The researchers noted that male factors are solely responsible for about 20 percent of infertility cases and contribute to another 30 to 40 percent. Among men undergoing IVF, oligospermia—low sperm count—accounted for 36 percent of diagnoses, followed by asthenospermia at 22 percent and azoospermia at 17 percent. These are common, treatable conditions. Yet the men experiencing them face costs that rival those borne by women with one of the most painful gynaecological conditions known. The invisibility is not accidental. It reflects a persistent cultural assumption that infertility is fundamentally a woman's issue, a woman's failure, a woman's burden to solve.

The authors called for stronger insurance coverage, improved availability of medicines and diagnostic services in public hospitals, and greater integration of infertility care into mainstream health programmes. They noted that their findings mirror evidence from other low- and middle-income countries, where infertility treatment remains unaffordable for most households.

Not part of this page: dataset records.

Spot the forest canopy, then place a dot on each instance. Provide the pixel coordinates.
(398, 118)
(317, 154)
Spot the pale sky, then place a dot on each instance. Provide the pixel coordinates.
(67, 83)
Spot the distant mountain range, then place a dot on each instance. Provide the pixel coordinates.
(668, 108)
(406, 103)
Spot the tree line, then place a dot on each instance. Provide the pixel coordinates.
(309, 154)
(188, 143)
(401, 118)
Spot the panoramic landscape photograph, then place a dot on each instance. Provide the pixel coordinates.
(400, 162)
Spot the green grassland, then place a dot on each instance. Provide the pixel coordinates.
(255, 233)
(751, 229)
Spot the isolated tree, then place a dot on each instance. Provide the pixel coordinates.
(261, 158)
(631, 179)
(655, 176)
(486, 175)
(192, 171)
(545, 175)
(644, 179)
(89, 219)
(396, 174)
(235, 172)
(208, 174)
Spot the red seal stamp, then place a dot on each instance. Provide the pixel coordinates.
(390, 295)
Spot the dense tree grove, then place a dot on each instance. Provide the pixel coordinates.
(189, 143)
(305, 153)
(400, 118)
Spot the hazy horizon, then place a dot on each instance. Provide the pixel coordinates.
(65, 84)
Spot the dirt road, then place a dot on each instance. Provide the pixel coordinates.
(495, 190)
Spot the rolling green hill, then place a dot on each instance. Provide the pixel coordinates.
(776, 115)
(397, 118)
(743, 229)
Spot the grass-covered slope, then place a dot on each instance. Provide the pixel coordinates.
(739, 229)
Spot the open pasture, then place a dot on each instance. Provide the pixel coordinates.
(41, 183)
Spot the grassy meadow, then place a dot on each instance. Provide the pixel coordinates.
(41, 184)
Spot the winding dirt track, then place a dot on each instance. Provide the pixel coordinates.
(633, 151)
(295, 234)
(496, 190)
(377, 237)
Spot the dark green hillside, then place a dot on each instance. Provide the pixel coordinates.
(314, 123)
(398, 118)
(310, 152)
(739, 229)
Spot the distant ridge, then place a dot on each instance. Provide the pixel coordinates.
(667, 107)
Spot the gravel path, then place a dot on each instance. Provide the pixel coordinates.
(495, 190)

Until India's public health system acknowledges infertility as a legitimate health priority—not a luxury concern—couples will continue to choose between starting a family and financial ruin.

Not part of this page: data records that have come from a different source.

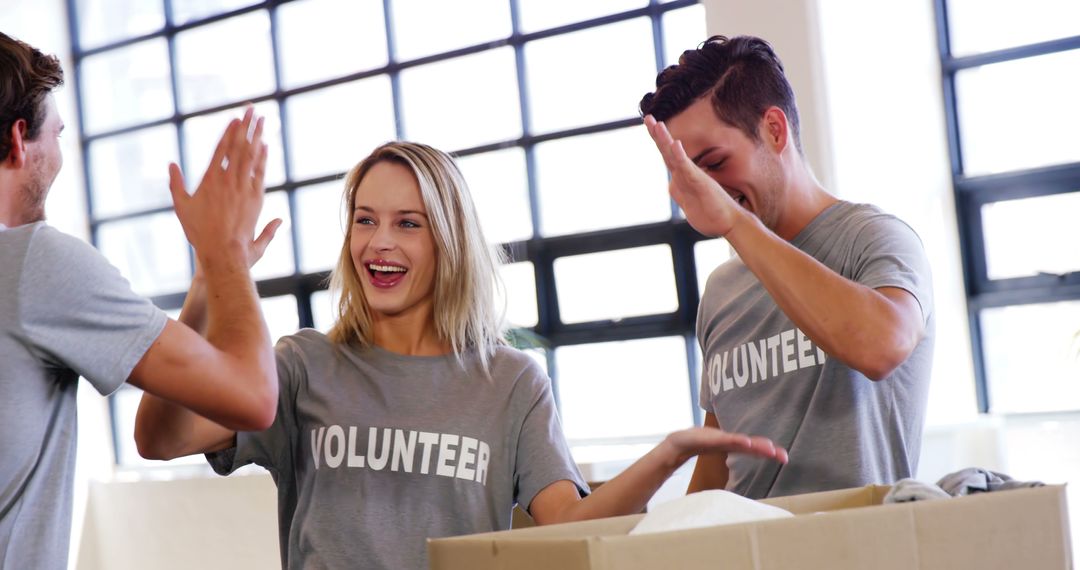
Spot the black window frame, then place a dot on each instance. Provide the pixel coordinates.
(972, 192)
(540, 250)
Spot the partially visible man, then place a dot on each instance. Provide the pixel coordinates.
(819, 335)
(65, 312)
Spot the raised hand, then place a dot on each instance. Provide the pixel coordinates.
(255, 252)
(707, 206)
(219, 217)
(697, 440)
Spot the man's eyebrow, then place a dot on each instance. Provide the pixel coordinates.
(701, 154)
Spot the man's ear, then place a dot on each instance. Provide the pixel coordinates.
(16, 158)
(774, 129)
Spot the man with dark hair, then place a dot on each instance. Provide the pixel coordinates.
(66, 312)
(819, 335)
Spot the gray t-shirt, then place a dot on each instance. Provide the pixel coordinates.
(763, 376)
(64, 312)
(373, 452)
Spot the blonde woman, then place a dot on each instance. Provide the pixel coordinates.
(413, 419)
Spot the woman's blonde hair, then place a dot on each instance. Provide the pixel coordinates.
(466, 276)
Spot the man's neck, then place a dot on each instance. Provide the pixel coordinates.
(806, 199)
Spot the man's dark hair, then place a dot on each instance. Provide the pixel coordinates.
(27, 77)
(742, 75)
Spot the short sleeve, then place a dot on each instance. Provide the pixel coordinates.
(79, 312)
(271, 448)
(543, 456)
(891, 255)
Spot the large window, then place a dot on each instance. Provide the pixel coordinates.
(536, 97)
(1010, 78)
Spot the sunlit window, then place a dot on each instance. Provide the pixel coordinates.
(538, 102)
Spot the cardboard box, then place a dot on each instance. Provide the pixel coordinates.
(839, 530)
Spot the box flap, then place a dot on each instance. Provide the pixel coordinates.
(798, 504)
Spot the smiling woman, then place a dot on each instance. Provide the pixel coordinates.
(413, 419)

Male infertility contributes substantially to the infertility burden in India and often requires hormonal treatment and diagnostic evaluation, which increases the costs
— Study authors in Indian Journal of Medical Research
Infertility care in India imposes a substantial financial burden on affected couples, with a high risk of catastrophic expenditure. Addressing these challenges requires strengthening health financing mechanisms, improving service delivery, and prioritising infertility care within the public health system
— Study researchers
A Conversa do Hearth Outra perspectiva sobre a história
Inventor

Why does male infertility cost so much when it's often just a diagnosis and some medication?

Model

Because diagnosis itself is expensive. You're looking at ultrasounds, hormone tests, semen analyses—sometimes repeated multiple times. And the hormonal treatments aren't cheap. But the real cost driver is that none of this happens in public hospitals where it could be subsidised. It all happens privately.

Inventor

The study says men lost more wages than women during treatment. How does that happen if women are the ones typically having procedures?

Model

Men are taking time off to accompany their partners, to attend consultations, to be present for procedures. But also—and this matters—men's lost wages are being counted as part of the couple's burden, not as a separate issue. It's invisible labour, invisible cost.

Inventor

Only one percent had insurance. That's almost nothing. Why is infertility so excluded from coverage?

Model

Because it's not considered essential. Infertility isn't life-threatening in the way a heart attack is. Policymakers see it as elective, as a choice. But for couples, it's existential. And the financial pressure is real enough to push families into debt or worse.

Inventor

The study mentions that public hospitals have lower direct costs but higher travel expenses. Why would someone travel farther for a cheaper option?

Model

Because the cheaper option might be the only option in their region. If your state has one public fertility clinic and it's three hours away, you're paying for accommodation and transport. The private clinic down the street costs more per visit but less overall when you factor in travel.

Inventor

What would actually change this?

Model

Insurance coverage would be the fastest fix. But that requires treating infertility as a public health priority, not a private problem. It also requires stocking public hospitals with the medicines and equipment they need. Right now, the system is designed to push people toward private clinics.